Tres discos de estudio en 20 años. Una producción cuantitativamente exigua para cualquier trayectoria musical, al menos sin que medie retirada o separación oficial y posterior reunión. Y, sin embargo, tres discos – “Dummy” (1994), “Portishead” (1997) y “Third” (2008)- son suficientes para que Portishead sean consideradas una de las referencias imprescindibles en la evolución de la música popular de finales del siglo XX y comienzos del XXI. Y si me apuran hasta les sobrarían dos, pues ya únicamente con su debut adquirieron ese estatus de banda de culto que el paso del tiempo no ha hecho sino acrecentar. Porque si hablamos de culto en la acepción más estricta de la expresión –aquella manifestación artística que aviva un fervor casi religioso en un grupo de seguidores-, quizás no haya otra banda que se ajuste mejor a la misma que la formada por Beth Gibbons (voz), Geoff Barrow (programaciones y teclados) y Adrian Utley (guitarra y bajo). Más que un grupo musical al uso, Portishead es un estado de ánimo, un misterio indescifrable, un enigma de otro mundo que no puede ser descodificado por las leyes de los simples mortales. Emoción y misterio, melancolía y tensión, sensualidad y desolación. Inclasificables, pese a que durante mucho tiempo esta industria tan temerosa de todo lo que huela a auténtica y excitante novedad quiso encajonarlos en aquella etiqueta tan engañosa como a la postre fraudulenta llamada trip hop.
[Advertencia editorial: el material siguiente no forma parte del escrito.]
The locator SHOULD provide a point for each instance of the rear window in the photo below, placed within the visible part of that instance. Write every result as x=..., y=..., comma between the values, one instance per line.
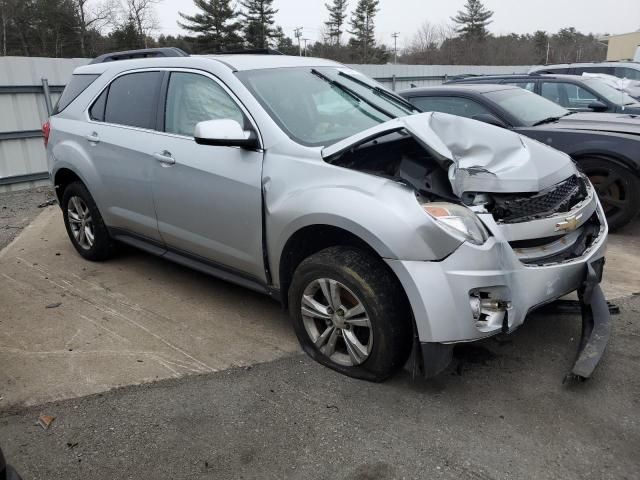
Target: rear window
x=132, y=100
x=77, y=85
¿Cuál es el secreto de Portishead? ¿Es posible desentrañarlo? ¿Cuál es el motivo de que miles de personas –muchas de ellas habitualmente poco impresionables- les veneren de tal manera que un concierto suyo sea recibido como si se tratase del segundo advenimiento de Cristo? Con motivo de su actuación en Madrid este viernes 18 de julio (primera ocasión en la capital), en El Cadillac Negro trataremos no de dar respuesta a estas preguntas, sino de comprender las claves que dan forma al inasible jeroglífico que supone este icónico grupo. Y si no lo conseguimos, siempre nos quedará la música, que en este caso habla por sí sola bastante más y mejor que un montón de inútiles palabras.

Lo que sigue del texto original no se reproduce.